Last year’s elections also gave a hopeful sign for Macedonia’s EU integration, showing support for reconciliation and the Ohrid Framework Agreement (FA). The government’s priorities for 2003 have been implementation of the FA, fighting corruption and organised crime and implementation of the IMF arrangement. The success of the FA is allowing Macedonia to focus its political energies on social cohesion, and gives hope that the ’Macedonian Model’ works.
The Deputy Prime Minister indicated that in turn the EU has been very cautious in its own promises. She remarked that its financial commitment has been below expectations, it has maintained an unjustifiable control over the SAP process, and the five EU agents in Macedonia for disbursing aid constitute a bureaucratic barrier.
Macedonia has decided to apply for membership to the EU ’soon’ in order to take control of the EU agenda, a decision it has been considering openly since Croatia formally applied in February 2003. Ms. Šekerinska commented on Macedonia’s European identity and values, and declared that a structured accession process will be both beneficial and necessary to Macedonia’s reform process. The upcoming enlargement will bring the EU to Macedonia’s borders, heightening the strain of the visa regime and highlighting the need for work in Justice and Home Affairs. In this spirit, the EU police mission PROXIMA will begin in the beginning of 2004, part of the Strategy on Police Reform.

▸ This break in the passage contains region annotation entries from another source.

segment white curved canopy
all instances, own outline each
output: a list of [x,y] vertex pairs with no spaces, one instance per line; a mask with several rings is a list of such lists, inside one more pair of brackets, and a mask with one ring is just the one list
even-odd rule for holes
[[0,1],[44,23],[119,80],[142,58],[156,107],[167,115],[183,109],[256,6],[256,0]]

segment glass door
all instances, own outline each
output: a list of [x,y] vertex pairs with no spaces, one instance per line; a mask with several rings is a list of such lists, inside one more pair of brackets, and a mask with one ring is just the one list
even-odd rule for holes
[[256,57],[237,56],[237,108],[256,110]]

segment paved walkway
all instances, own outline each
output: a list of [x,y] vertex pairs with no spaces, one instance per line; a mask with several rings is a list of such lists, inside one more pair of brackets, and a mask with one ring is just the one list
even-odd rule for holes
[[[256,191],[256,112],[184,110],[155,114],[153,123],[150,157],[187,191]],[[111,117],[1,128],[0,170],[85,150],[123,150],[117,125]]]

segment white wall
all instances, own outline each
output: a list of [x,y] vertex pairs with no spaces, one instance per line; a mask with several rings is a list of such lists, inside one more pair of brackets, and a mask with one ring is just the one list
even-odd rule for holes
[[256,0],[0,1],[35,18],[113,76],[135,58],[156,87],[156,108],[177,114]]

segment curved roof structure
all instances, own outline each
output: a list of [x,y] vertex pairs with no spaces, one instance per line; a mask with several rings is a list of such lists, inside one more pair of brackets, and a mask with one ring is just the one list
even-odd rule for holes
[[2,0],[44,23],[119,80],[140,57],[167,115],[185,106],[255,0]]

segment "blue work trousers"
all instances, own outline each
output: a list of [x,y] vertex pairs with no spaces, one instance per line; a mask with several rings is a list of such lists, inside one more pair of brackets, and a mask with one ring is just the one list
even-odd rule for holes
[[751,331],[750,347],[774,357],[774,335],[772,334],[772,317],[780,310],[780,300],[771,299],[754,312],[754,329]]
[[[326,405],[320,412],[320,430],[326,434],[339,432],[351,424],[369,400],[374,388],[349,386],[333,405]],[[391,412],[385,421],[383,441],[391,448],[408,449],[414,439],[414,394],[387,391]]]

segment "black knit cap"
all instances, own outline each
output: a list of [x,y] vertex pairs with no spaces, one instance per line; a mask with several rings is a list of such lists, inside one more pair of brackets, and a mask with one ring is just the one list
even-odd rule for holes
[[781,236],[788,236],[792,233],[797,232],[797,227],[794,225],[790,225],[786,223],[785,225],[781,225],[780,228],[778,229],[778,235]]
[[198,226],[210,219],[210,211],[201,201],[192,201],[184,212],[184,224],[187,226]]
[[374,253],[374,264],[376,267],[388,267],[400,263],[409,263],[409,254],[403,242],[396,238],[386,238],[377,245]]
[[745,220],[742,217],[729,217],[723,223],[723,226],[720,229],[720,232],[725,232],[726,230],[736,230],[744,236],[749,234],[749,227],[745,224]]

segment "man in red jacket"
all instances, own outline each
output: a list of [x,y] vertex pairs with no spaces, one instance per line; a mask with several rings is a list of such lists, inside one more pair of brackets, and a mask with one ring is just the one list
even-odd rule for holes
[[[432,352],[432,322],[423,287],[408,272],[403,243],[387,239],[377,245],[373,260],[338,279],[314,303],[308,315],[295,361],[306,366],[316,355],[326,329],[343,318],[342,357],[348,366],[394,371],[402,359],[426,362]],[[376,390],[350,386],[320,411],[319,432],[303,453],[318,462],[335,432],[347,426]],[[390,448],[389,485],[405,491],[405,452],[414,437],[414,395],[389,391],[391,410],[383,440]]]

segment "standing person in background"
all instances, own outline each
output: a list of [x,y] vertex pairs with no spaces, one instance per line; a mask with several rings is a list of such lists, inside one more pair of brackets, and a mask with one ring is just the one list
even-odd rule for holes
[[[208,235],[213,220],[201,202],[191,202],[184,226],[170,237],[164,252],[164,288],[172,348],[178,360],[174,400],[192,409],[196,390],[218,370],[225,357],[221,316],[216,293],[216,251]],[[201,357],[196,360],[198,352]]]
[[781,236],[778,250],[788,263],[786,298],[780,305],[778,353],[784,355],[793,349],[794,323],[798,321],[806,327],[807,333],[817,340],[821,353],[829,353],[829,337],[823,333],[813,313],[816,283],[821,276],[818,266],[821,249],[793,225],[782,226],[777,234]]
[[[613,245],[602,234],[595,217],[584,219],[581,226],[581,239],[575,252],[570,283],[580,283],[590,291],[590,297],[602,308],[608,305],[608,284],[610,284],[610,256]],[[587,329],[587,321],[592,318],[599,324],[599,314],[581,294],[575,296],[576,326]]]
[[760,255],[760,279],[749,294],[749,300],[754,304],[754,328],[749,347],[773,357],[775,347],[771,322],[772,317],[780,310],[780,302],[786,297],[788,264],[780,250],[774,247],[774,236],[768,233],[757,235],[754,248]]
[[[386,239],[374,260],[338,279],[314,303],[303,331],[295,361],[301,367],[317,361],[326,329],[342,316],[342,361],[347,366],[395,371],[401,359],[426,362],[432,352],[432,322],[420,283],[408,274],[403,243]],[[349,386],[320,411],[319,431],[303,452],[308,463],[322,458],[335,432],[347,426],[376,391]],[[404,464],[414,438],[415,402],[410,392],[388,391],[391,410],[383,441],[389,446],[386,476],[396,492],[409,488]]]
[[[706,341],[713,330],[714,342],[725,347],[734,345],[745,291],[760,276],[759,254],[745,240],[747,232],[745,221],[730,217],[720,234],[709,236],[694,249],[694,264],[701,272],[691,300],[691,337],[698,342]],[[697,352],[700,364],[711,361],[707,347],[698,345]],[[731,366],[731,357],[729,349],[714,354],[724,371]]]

In conclusion, Deputy Prime Minister Šekerinska characterised enlargement of the EU and Europeanisation of the Balkans as two sides of the same coin. EU and Balkan politicians should resist succumbing to ’enlargement fatigue’ and calls for a slowing down of Europeanisation. Rather, they should promote a dual vision of keeping up the momentum of enlargement and delivering on commitments.